Foolproof the mind

Posted on December 16, 2010 | Author: Vithal C Nadkarni | View 669

Last week, the renowned risk expert and philosophical essayist Nassim Nicholas Taleb told your columnist during a meeting in Mumbai, "The mind can be a wonderful tool for self-delusion."


Indian seers said the same thing in Sanskrit, we reminded the best-selling author of Fooled by Randomness and Black Swan.


The sages also added an important rider: "The mind alone is responsible for delusion or bondage (bandha) as well as liberation or freedom (moksha)."


In his latest book on philosophical aphorisms called The Bed of Procrustes, Taleb explains what he describes as inherent limitations of the human mind: "It was not designed to deal with complexity and non-linear uncertainties," he writes.


Nor can this handicap be overcome by throwing more information in."More information means more delusions," he adds."


(Indeed) our detection of false patterns is growing faster and faster as a side effect of modernity and the information age," he warns.


For this, he blames our "overactive brains" which are more likely to impose the wrong, simplistic narrative instead of no narrative at all.


This is because our minds need to reduce information, which only means we are more likely to squeeze a phenomenon into the Procrustean bed of familiar categories and projections, Taleb adds.

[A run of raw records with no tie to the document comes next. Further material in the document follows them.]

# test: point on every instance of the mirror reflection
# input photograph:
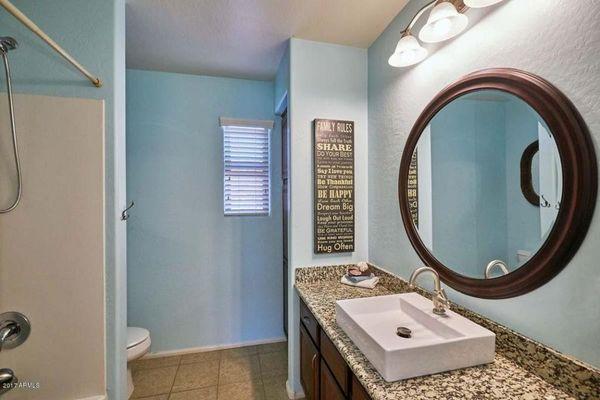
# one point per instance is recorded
(466, 184)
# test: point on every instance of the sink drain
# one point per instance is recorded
(404, 332)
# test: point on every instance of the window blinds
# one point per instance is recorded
(247, 165)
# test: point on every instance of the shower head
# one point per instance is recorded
(7, 43)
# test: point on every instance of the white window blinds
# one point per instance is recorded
(246, 167)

Procrustes was a mythical Greek innkeeper notorious for amputating or stretching his guests to fit his inflexible bed after he'd fed them sumptuously!


The murderous innkeeper met his match in the hero Theseus, who went on to slay the Minotaur in his later adventures: "After the customary dinner, Theseus made Procrustes lie in his own bed," Taleb writes.


"Then, to make him fit in it to the customary perfection, he decapitated him".


The Indian equivalent of Procrustes can be found in the legend of the demonic siblings Ilvala and shape-shifter Vatapi from the Ramayana: Horrific hospitality is used by the duo to kill unsuspecting travellers: Ilvala turns Vatapi into a ram for the slaughter and offers the meat to guests.


Ilvala has the boon of reviving his brother by calling out his name thrice: Vatapi then emerges, ripping through the diners.


Finally, like Theseus, Sage Agastya ends the grisly story by digesting the unholy 'meal' with his ascetic power, to break the jinx.


One moral for modern times could be: No constraints for guests or minds! Give 'em free-size beds; safe meals.